Last weekend, The New York Times published a profile of Tony Hovater, a man described as the “Nazi sympathizer next door.” The piece prompted swift and sharp criticism for its seeming normalization of a self-professed “white nationalist.”
The reporter who wrote the story, Richard Fausset, and the Times’ national editor, Marc Lacey, both responded in writing on Sunday, acknowledging the criticism, but defending the decision to publish the story.
Northeastern journalism professors were not so certain about that decision, however.
Walter Robinson, former Boston Globe editor and member of the Spotlight team that uncovered systemic abuse by the Catholic Church, said much of the anger directed at the story was justifiable.
“The story failed its most important test, which was to help us understand why it was that somebody from such a supposedly normal background could have become so radicalized at the far-right end of the spectrum,” said Robinson, professor of the practice in the School of Journalism. “As well-written, as descriptive as it is, it doesn’t answer that question; far from it.”
It’s a point Fausset acknowledged in his response as well, describing an “unfilled hole” at the heart of his story.
Associate professor Dan Kennedy and assistant professor Meg Heckman both noted this fundamental flaw, as well.
“Essentially, I think the story would have been a lot better if the Times had explored Hovater’s hateful views in more depth, pressed him on how he came to hold such views, and done more reporting by interviewing friends, former friends, more people in the community, and experts on neo-Nazi hate,” Kennedy said. “It seemed to me that the Times pronounced itself satisfied that it had showed us what a normal-seeming life this Nazi leads.”
Likewise, Heckman said that while reading the piece, “I kept finding myself wondering what the point was, and I don’t know if it ever really got to one.
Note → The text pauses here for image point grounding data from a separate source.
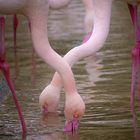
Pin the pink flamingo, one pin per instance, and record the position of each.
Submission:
(97, 22)
(98, 18)
(37, 12)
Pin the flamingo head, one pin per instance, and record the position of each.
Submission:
(49, 99)
(74, 110)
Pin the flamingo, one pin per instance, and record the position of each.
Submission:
(36, 12)
(100, 19)
(97, 23)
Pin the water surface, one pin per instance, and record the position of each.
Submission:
(103, 80)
In that way, it may have caused more damage than good.”
The story also seemed to amplify tropes of rural America that don’t give credence to the nuance of the region, Heckman said. It was precisely those tropes, and a sort of “parachute journalism” that came into stark relief immediately before and after the 2016 election, she said.
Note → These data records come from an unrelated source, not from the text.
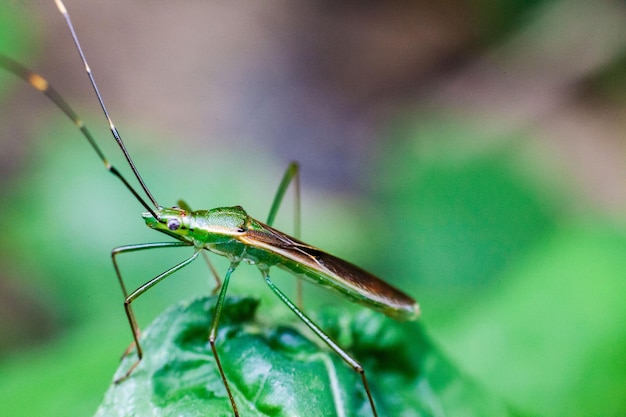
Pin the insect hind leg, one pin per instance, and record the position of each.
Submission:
(356, 366)
(213, 334)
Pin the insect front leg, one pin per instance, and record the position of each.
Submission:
(213, 334)
(320, 333)
(129, 298)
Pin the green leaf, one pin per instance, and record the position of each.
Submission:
(277, 371)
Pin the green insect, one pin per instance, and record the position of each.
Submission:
(231, 232)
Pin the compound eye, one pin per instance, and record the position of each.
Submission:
(173, 224)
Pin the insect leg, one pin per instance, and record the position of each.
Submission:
(218, 284)
(320, 333)
(291, 174)
(135, 248)
(213, 334)
(142, 289)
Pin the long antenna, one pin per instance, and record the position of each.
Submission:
(114, 131)
(40, 84)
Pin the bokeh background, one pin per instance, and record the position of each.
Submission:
(471, 153)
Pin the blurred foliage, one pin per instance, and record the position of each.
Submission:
(520, 276)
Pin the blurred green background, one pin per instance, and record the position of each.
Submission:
(471, 153)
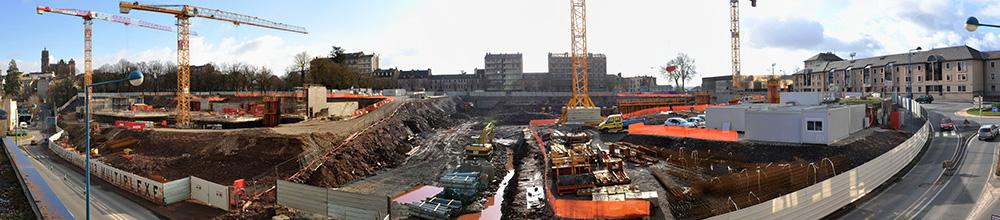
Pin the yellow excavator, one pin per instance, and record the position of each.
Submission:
(483, 147)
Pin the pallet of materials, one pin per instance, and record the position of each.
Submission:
(569, 184)
(610, 178)
(463, 184)
(434, 208)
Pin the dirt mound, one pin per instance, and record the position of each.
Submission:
(219, 157)
(384, 146)
(224, 156)
(858, 152)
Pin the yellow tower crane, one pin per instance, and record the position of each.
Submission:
(183, 14)
(88, 23)
(734, 29)
(578, 38)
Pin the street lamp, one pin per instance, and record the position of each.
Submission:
(134, 78)
(909, 73)
(972, 24)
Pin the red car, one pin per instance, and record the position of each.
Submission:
(947, 124)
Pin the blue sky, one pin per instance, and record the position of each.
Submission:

“There were some parts of the story that illustrated a lack of understanding about rural life,” Heckman said, specifically noting prominent references to chain stores and restaurants like Target, Steak ’n Shake, and Applebee’s.
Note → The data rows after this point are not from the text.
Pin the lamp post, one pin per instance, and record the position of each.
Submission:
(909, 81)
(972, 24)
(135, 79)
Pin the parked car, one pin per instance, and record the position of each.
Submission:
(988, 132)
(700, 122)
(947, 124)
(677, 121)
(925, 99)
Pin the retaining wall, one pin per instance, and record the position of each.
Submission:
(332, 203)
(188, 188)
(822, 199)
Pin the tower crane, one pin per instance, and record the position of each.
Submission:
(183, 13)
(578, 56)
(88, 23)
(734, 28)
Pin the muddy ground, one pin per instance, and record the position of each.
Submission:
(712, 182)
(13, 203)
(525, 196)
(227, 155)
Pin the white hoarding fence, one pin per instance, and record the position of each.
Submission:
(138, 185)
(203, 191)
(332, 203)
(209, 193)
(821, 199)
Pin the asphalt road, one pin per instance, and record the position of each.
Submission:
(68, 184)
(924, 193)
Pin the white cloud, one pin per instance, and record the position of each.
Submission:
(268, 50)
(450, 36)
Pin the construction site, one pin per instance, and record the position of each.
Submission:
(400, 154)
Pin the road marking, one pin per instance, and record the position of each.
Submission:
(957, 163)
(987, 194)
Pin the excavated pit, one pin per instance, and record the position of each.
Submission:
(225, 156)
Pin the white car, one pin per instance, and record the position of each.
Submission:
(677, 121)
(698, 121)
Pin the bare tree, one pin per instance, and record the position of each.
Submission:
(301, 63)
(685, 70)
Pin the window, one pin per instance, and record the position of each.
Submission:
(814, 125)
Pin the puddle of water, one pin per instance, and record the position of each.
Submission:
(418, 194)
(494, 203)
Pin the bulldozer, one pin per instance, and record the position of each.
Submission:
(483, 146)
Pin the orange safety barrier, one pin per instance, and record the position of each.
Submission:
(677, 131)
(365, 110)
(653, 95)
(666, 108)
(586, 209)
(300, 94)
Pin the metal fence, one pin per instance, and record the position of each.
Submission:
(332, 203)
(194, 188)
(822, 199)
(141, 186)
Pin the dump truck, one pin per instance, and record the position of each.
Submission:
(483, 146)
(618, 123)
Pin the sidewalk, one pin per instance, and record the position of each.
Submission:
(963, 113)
“That, to me, is not giving rural America enough credit. In a way, that just increases the gulf between these urban news organizations and the vast swaths of America they purport to cover,” she said.
Still, all three journalists said the idea behind the story—separate from significant execution failures—was a good one.
“Trying to understand a certain political ideology, even one that is absolutely reprehensible, is the mark of good journalism,” Heckman said. “We should be bearing witness to all sorts of aspects of our society, including the ones that are unsettling and uncomfortable.”
Indeed, it may be exactly that coverage of society that prompted so much anger toward the story, Robinson said.
“I think what people found upsetting was that its depiction of this white supremacist runs counter to the view that many of us would like to have of these people—that they’re at the far outer fringes of society,” he said. “What the story did tell, in a way that would make us feel uncomfortable, is that in our own communities, looking and seeming innocuous, these people are amidst us and among us.
“I think a fair bit of the anger at the Times is aimed at what the Times got right,” he said.